Sunday, April 26, 2026 - Acts 2:42-47, Psalm 23, 1 Peter 2:19-25, John 10:1-10
There’s a line from today’s Gospel that is so simple we might miss how radical it really is. In the Gospel of John, Jesus says, “I came that they may have life, and have it abundantly.” Not just life in some distant future. Not just survival. Not just getting by. Abundant life. Fullness. Aliveness. Freedom. Joy. Connection.
And then, in the very same breath, he contrasts that life with something else: “The thief comes only to steal and kill and destroy.” So right away, Jesus gives us a kind of spiritual discernment tool.
If we want to know who—or what—we are following, we don’t have to guess. We can look at the fruit.
Where there is stealing, killing, and destroying—whether that’s happening outwardly in the world or inwardly in our own hearts—that is not the voice of the shepherd. That is not the path of Christ. That is the thief. But where there is life—real life—expanding, healing, restoring, reconnecting… there is the shepherd. There is Christ.
And that raises a very honest question for us: what voices are we listening to? Because Jesus says his sheep know his voice. Not because it’s loud. Not because it’s forceful. But because it leads to life.
So if a voice in our lives—whether it’s a cultural voice, a religious voice, or even our own internal voice—is leading us toward fear, division, shame, or despair, we may need to ask whether that voice is really the shepherd.
Jesus doesn’t just describe himself as the shepherd in this passage—he also says, “I am the gate.” Now that’s an interesting image. A gate is not a barrier meant to keep people out. A gate is an opening. A way through. Jesus is saying: I am the one who has opened the way. “Whoever enters by me will be saved, and will come in and go out and find pasture.” There is a kind of spaciousness in that image. A freedom. “Come in and go out.” This is not about being locked into something rigid or confined. This is about being rooted in something so deeply life-giving that we can move through the world with trust.
And if we let Scripture interpret Scripture for a moment, we can hear the echo of Psalm 23: “The Lord is my shepherd… I shall not want… He makes me lie down in green pastures… he restores my soul.” That is the life Jesus is pointing to. A life where we are nourished, restored, and grounded—not because everything around us is perfect, but because we are connected to the source of life itself.
And this is where I want to gently stretch us a bit.
Often, we’ve been taught to think of salvation primarily in terms of what happens after we die. And I do believe that we return to God, the source from which we came. I trust that. But Jesus, in this passage, is talking about something more immediate—something present, something available now. “I came that they may have life… abundantly.”

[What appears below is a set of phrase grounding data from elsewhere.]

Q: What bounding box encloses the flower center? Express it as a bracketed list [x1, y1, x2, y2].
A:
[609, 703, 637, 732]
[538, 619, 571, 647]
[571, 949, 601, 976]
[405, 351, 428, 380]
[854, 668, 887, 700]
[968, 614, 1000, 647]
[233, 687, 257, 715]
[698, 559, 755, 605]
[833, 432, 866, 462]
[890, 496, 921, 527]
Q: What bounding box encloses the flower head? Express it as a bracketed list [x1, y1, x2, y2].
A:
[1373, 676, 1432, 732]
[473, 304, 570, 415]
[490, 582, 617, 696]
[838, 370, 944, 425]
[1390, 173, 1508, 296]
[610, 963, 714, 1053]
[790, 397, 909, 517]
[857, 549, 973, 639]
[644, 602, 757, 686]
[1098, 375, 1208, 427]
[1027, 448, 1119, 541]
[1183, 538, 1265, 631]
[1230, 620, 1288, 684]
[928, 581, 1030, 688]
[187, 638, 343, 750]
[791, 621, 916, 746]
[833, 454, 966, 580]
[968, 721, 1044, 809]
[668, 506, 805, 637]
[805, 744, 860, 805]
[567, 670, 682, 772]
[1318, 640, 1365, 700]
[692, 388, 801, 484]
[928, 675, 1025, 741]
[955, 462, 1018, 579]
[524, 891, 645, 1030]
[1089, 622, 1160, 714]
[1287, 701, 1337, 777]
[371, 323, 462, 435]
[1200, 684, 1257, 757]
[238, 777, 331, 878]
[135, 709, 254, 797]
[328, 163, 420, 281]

What if salvation is not only about where we go later, but about how we live now? What if the “gate” Jesus opens is not just an entry point into heaven someday, or insurance against a fiery hell, but an invitation into a way of being that transforms our lives here and now?
Jesus knew something deeply true about himself—and about all of us. He knew that his identity did not come from the shifting categories of the world. Not from the religion he followed, not from the culture or country he was born into, not from approval or achievement. His identity came from his relationship with God.
He called God “Father”—not to limit God to any particular gender, but to express something about source. In Jesus’ world, the father, or patriarch of the family, was understood as the source of identity. So Jesus is saying: your true identity comes from God. Not from what you believe about yourself. Not from what others say about you. Not from your successes or your failures. From God. That’s why he could say, “I and the Father are one.” And why he could also say that we are the branches connected to him as the vine.
What he’s telling us with that image is that there is a deep, unbreakable belonging at the heart of reality.
But here’s the thing—we don’t always live like that’s true. We live as if we are separate: separate from God, separate from one another, competing, striving, defending, fearing. And in my understanding, that’s what sin is. Not just bad behavior, but the illusion of separation.
When we live inside that illusion, the fruit is predictable: anxiety, division, scarcity, harm—the work of the thief. But when we begin, even imperfectly, to live from the truth that we are not separate—that we belong to God and to one another—something shifts. Our false selves, the parts of us driven by fear, ego, and self-protection, begin to loosen their grip. And in their place, something else begins to grow: compassion, generosity, joy, courage—abundant life.
We see a glimpse of that kind of life in the early community described in Acts—people sharing what they had, breaking bread together, living with glad and generous hearts. Not because they were forced to, but because that kind of life is contagious. It draws people in.
That’s what Jesus is inviting us into. Not a life of obligation. Not a life of fear. But a life that flows from being rooted in God—a life where we can come in and go out and find pasture, where there is freedom and nourishment and rest.
So the question is not: have we done enough? The question is: are we listening? Are we listening for the voice that leads to life? And are we willing to follow it? Because the gate is already open. The shepherd is already calling. And abundant life is not something we have to earn. It’s something we are invited to enter.